# Zustandsautomaten/ State Machine Steuerung



## Tmbiz (12 Oktober 2019)

Hallo Zusammen,

ich muss für einen Auftrag eine Maschine automatisieren. Diese Maschine soll Schuttgüter in Container füllen. Die alte Programmstruktur war, eher klassisch. Also FBs, welche die Ventile, Motoren usw Steuern und regeln. Dann entsprechende Schrittketten, welche je nach Betriebsmodus die einzelnen Aktoren in Abhängigkeit von Sensoren und Logik steuern und Regeln. 

Nun ist es so, dass die Software nun so aufgebaut werden soll, dass bestimmte Standards erfüllt werden. Das bedeutet, es könne sein, dass in der nächsten Maschine eine völlig andere Waage genutzt wird. Oder eine ganz andere FUs oder andere Komponenten. 

Daher ist meine Idee, alles nach dem System State Machine zu erstellen. Das bedeutet, es gibt z.B. eine State Machine für die Dosierung. Gleichgültig, welche Waage oder welche unterliegenden Komponenten verwendet werden. Genau so Motor Controller usw.

Mal als Idee, es gibt 4 State Machines welche als Waage eingesetzt werden können. Diese in intern völlig unterschiedlich aber alle könne die gleichen Befehle empfangen und identische Rückmeldungen geben. 
Mit andern Worten, einem Taxifahrer ist es egal ob er einen VW nutzt oder einen Skoda. Welche zwar völlig unterschiedlich sind (Dieses/ Benzin/ Marke) aber von der Bedienung ist alles identisch. 

Oder ein anderes Beispiel: dem Fahrer eines LKW ist es egal, ob hinter dem LKW ein Tiefkühler, ein Tieflader oder ein Holztransporter ist. Alle haben den Zweck etwas zu transportieren. 



An folgenden Punkten habe ich noch ein Verständnis Problem oder bitte ich mir ein paar Tipps zu geben.

a. Wie solle man die Steuerung einer State Machine aufbauen? Wenn ein solche Einheit z.B. einen bestimmten Ablauf ausführen muss, dann würde es doch ausreichen, einen Befehl zu senden "fahr in Grundstellung" und ab da nur noch den Befehl "next". Oder sollte man Befehle geben wir "fahren in Grundstellung" und dann "Zustand 1 ausführen" und dann "Zustand 2 ausführen" usw usw. Also sollte die Transaktion individuelle sein (ein Bool Eingang für jeden Schritt) oder ein Bool Eingang, welcher nur den Puls gibt um automatisch in den nächsten Schritt zu wechseln. 

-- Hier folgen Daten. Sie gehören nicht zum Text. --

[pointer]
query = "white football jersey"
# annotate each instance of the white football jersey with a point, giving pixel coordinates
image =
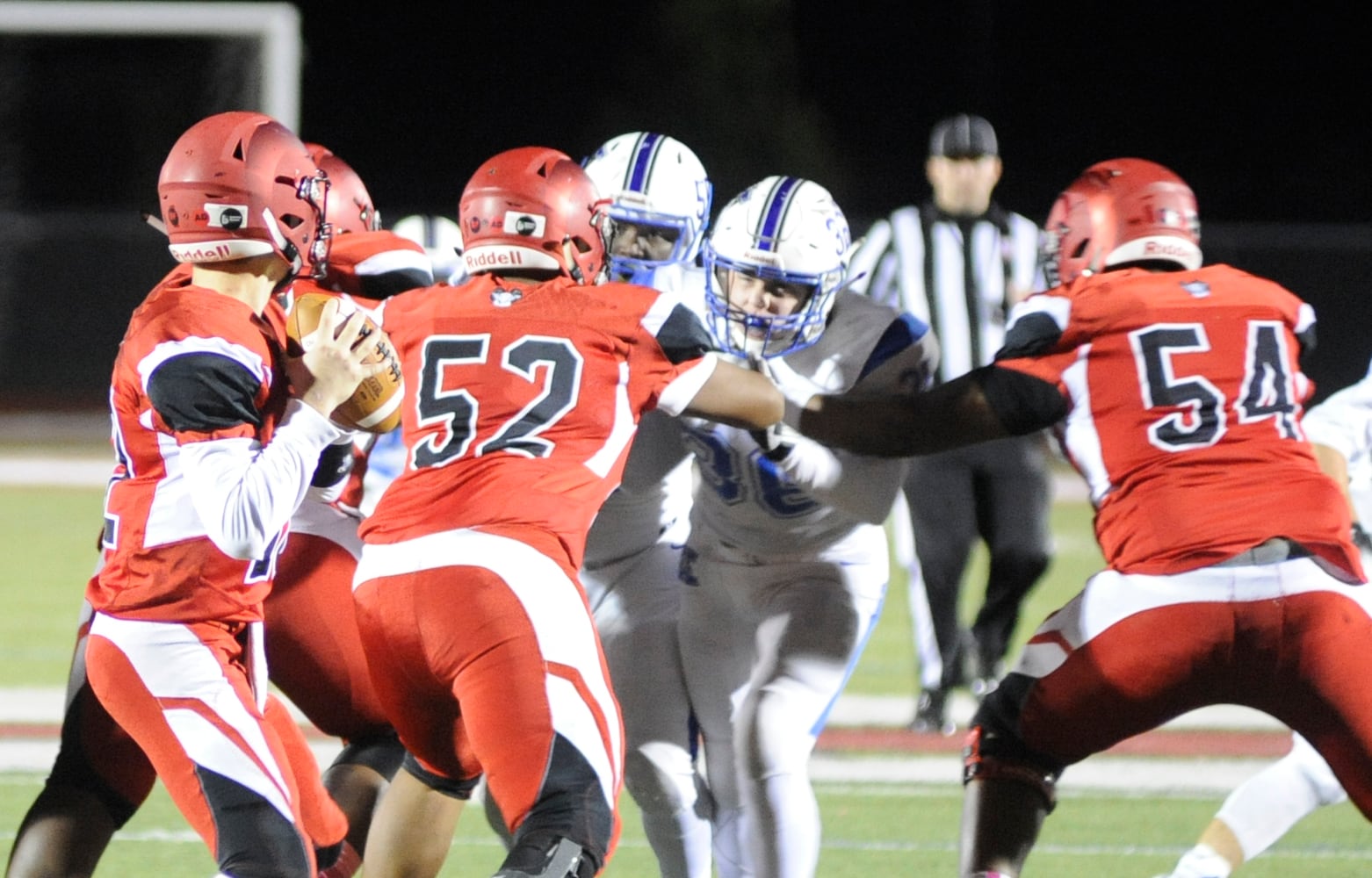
(815, 500)
(652, 502)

Ich sehe den Nachteil darin, dass eine komplexes Interface aufwendig in der Verschaltung ist aber auch gut zu lesen. 

b. Was sind aus eurer Sicht die Vor und Nachteile wenn man als Befehl Zahlen übergibt. Also z.B. es gibt eine Variable als Kommando (int) 1=Fahre in Grundstellung; 2=Start Schritt A; 3=Start SchrittB usw. 
Das bedeutet, die State Machine erhält Befehle über einen Eingang, welche verschiedene Befehle in Form eine Zahl empfängt und gibt den Status auch in Form eine Zahl heraus. 1=Befehl erfolgreich ausgeführt; 2= Busy; 3= Error usw. 

Ich sehe den Nachteil, dass es eher etwas unübersichtlich ist wenn man einen Fehler sucht. Daher ist meine Idee, einen string zu übergeben. 'grundstell'= fahre in Grundstellung; 'SchrittA'= Start schritt A usw. Also anstelle einer Zahl wird eine Text übergeben. So wäre der Quelltext nicht so kryptisch und auch eine Servicetechniker kann das ganze noch lesen. 

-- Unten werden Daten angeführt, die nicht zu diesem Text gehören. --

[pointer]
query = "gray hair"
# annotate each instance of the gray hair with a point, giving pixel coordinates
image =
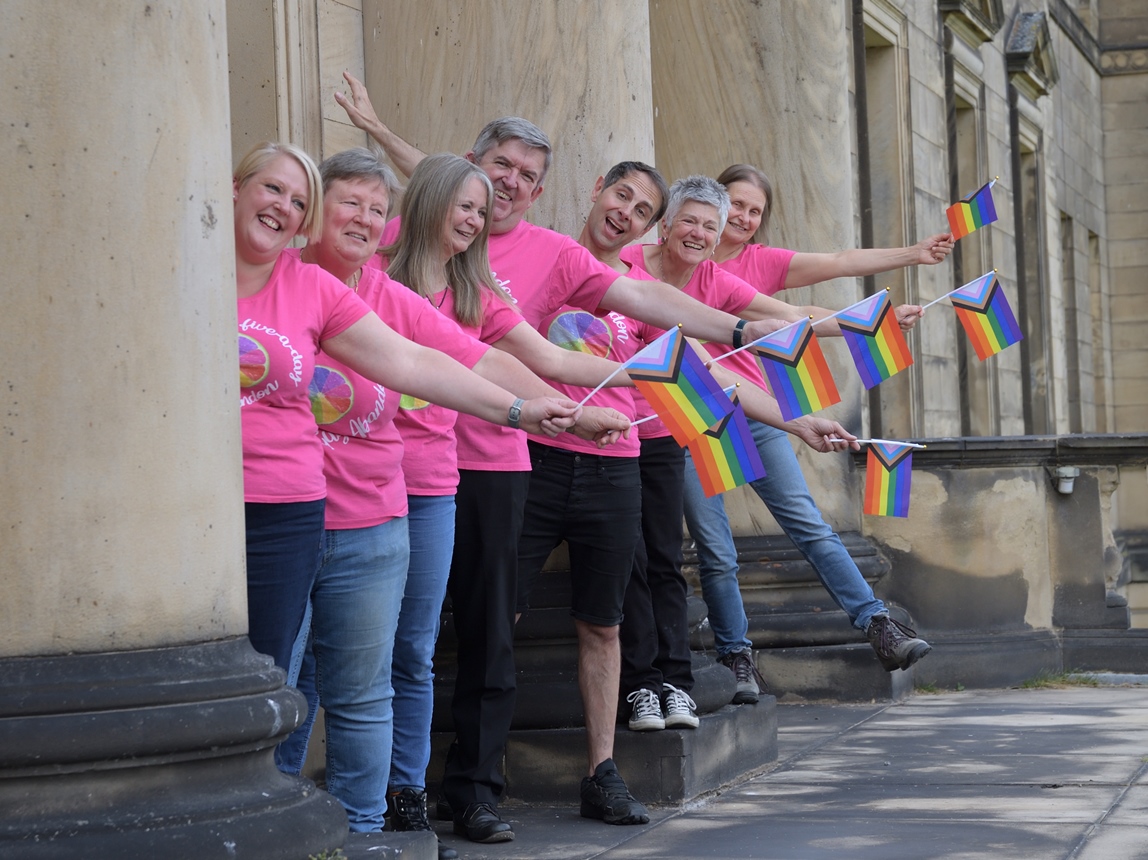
(357, 164)
(702, 190)
(622, 169)
(513, 128)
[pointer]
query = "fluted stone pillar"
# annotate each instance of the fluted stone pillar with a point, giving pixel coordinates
(136, 720)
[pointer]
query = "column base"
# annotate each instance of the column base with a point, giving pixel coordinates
(164, 752)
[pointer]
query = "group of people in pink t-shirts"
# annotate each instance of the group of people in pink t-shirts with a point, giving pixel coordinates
(411, 421)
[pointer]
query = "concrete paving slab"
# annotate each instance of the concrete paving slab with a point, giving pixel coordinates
(975, 804)
(852, 838)
(551, 833)
(1047, 774)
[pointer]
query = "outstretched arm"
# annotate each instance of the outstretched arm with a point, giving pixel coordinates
(362, 114)
(596, 424)
(806, 269)
(664, 307)
(552, 362)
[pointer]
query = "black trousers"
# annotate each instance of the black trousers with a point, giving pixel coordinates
(654, 633)
(483, 588)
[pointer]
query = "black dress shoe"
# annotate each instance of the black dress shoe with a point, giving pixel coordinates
(479, 822)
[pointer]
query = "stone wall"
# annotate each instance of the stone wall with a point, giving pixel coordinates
(1039, 98)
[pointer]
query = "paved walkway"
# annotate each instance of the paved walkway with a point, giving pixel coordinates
(1057, 774)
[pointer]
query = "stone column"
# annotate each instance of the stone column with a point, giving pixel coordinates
(136, 719)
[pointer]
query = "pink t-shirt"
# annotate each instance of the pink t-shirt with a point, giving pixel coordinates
(542, 271)
(431, 457)
(479, 439)
(280, 328)
(761, 266)
(363, 449)
(612, 335)
(720, 289)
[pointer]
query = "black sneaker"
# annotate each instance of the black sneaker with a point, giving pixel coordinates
(481, 822)
(897, 645)
(409, 814)
(605, 797)
(750, 682)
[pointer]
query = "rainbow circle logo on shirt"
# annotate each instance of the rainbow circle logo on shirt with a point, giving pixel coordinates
(253, 362)
(410, 402)
(331, 394)
(580, 332)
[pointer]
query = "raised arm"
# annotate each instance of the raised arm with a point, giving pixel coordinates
(404, 156)
(806, 269)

Was denkt Ihr über diese Idee?


----------



## Blockmove (12 Oktober 2019)

Ein Zustandsautomat ist erstmal eigentlich nix anderes als eine Schrittkette.
Bzw. kann ich eine Schrittkette zu einem Zustandsautomaten erweitern.
Kein Mensch sagt, dass eine Schrittkette immer in Schritt 1 und Grundstellung starten muß.
Du kannst entweder mit mehreren Initialschritten arbeiten oder am Anfang alternativ verzweigen.

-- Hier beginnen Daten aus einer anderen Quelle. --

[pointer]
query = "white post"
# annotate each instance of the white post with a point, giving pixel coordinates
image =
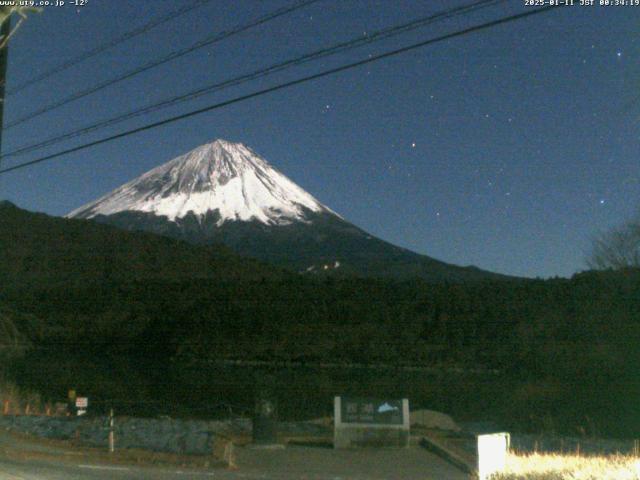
(111, 436)
(492, 454)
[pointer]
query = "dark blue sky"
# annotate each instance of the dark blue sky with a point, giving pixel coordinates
(508, 149)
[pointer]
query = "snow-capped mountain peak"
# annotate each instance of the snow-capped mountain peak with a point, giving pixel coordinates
(219, 176)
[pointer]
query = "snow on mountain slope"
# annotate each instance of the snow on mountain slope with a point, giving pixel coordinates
(223, 176)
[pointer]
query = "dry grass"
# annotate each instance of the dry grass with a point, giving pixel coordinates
(540, 466)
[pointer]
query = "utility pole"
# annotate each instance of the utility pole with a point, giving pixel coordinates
(5, 30)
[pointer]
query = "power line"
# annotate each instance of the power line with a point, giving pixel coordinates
(278, 67)
(110, 44)
(282, 86)
(167, 58)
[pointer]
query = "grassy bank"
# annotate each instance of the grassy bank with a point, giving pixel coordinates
(575, 467)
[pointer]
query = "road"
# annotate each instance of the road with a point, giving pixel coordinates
(22, 459)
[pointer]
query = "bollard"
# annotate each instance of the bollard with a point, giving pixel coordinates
(492, 454)
(229, 456)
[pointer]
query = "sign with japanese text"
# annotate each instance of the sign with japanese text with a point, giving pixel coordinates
(374, 411)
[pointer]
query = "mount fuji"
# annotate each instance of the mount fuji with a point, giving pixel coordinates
(223, 192)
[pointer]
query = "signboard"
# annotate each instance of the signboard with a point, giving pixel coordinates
(379, 412)
(81, 405)
(360, 422)
(492, 454)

Ob nun Schrittkette, Zustandsautomat oder simple Verknüpfungssteuerung hängt von der Aufgabenstellung ab.

Wenn du einen Zustandsautomat baust, dann schau dir S7Graph oder bei Codesys AS an. Damit kannst du das ganze grafisch erstellen.
Irgendwelche Übergaben in Form von Zahlen oder Strings sind absolut wartungsunfreundlich.
Bis man da die jeweilige Verwendungsstelle findet, bekommt man bei komplexen Anlagen graue Haare.
Immer drand denken: Du schreibst das Programm nicht für dich, sondern für einen Kunden. 

Gruß
Blockmove


----------



## Tmbiz (12 Oktober 2019)

Ich würde gerne mal eure Meinung zu diesem Beispiel hören. Ja, die Informationen werden mit nur einer Variable übertragen also genau so wie "Blockmove" es nicht vorschlägt aber könnte man das ganze nicht durch eine übersichtliche Struktur gut lesbar machen?

Die Befehle laufen grundsätzlich immer nur zu einer Stelle und der Status kommt ja auch immer nur zu einer Stelle.


----------



## Blockmove (12 Oktober 2019)

Natürlich kannst du es so machen, doch ich sehe keinerlei Vorteile gegenüber einer Umsetzung in Graph.


----------



## Tmbiz (12 Oktober 2019)

Blockmove schrieb:


> Natürlich kannst du es so machen, doch ich sehe keinerlei Vorteile gegenüber einer Umsetzung in Graph.



Ah ok. Ich weiss was du meinst. Es geht mir gerade nicht um das "wie" der Logik. Sondern nur um das "wie" der Kommunikation der einzelnen Teilnehmer.


----------



## Blockmove (12 Oktober 2019)

Tmbiz schrieb:


> Ah ok. Ich weiss was du meinst. Es geht mir gerade nicht um das "wie" der Logik. Sondern nur um das "wie" der Kommunikation der einzelnen Teilnehmer.



Schon klar.
Ein ähnliches Verfahren wende ich manchmal auch an.
Ich habe für jede Kette (oder Statemachine) oder Station einen Global-DB mit entsprechenden Strukturen.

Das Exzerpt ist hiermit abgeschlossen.